For Smith, it’s nice that his coach is noticing his play, but he isn’t letting that praise go to his head. If he is going to follow in the footsteps of fellow Husky Jermaine Kearse, who went from undrafted to NFL starter, Smith knows he has to focus on each practice, each meeting and each walk thru, and not worry about the nice plays he made a week ago or dream about what his future might hold.
“That’s always a good thing coming from the head guy, but all I’m looking for is one day at a time,” he said. “You can’t worry too much about the future or looking back… I’m doing a better job taking it one day at a time now than I was last year.”
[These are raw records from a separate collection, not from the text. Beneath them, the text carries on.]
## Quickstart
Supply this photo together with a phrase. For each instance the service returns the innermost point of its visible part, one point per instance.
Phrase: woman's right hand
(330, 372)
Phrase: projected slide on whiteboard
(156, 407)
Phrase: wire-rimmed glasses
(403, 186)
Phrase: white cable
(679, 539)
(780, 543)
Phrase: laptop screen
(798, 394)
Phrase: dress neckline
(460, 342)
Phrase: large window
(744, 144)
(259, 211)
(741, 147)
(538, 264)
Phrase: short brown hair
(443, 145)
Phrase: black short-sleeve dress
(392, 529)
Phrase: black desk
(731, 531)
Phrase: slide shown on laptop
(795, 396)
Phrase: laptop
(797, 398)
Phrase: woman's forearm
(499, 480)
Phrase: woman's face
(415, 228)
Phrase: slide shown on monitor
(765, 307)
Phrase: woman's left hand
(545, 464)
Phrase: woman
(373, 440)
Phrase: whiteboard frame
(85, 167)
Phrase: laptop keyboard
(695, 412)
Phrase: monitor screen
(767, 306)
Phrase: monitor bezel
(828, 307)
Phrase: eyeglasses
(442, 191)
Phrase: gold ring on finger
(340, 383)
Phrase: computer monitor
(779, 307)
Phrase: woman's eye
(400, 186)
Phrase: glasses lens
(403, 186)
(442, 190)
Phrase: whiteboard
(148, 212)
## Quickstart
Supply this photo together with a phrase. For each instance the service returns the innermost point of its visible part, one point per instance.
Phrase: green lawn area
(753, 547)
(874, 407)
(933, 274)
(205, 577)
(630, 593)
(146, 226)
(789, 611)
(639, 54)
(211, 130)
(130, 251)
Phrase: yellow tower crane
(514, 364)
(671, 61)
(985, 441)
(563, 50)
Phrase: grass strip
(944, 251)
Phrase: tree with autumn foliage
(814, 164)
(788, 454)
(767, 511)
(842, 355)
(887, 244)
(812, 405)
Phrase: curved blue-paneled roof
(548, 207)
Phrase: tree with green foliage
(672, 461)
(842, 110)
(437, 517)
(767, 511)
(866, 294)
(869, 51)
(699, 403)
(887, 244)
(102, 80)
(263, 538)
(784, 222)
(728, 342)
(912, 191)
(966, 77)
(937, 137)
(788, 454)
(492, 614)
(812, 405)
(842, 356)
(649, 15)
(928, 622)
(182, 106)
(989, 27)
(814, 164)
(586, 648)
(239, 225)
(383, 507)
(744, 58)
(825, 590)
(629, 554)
The other change for Smith is easy enough to spot when you look at him up close—he has slimmed down quite a bit from playing at 225 pounds last summer. Smith said he was down to 197 pounds this spring, and carrying less weight is paying off in the form of more speed and agility.
“He was a little bit heavy last camp, and then he took his fitness very seriously,” receivers coach Dave Canales said. “He slimmed down, he’s explosive, he makes great plays on the ball, and his best attribute is that he’s really reliable and consistent. He’s been able to be versatile, he’s just on his assignments, and he really works hard studying and knowing the system.”
And like any young roster hopeful, Smith knows that making his mark on special teams will be just as important, if not more so, than anything he shows at receiver.
“Special teams is always a big key,” he said. “A lot of people talk about offense and defense, but special teams is one of the biggest parts of the game. Special teams is a way to make the team, so that’s a big emphasis for me. I played all four (return and coverage units) in college and I’m looking to make an impact here.”
Whether Smith or fellow Husky Kasen Williams or any other young player on the bubble can do enough to make the team remains to be seen, but training camp No. 2 for Smith has gone very well so far. And hey, this summer job sure beats working in a warehouse.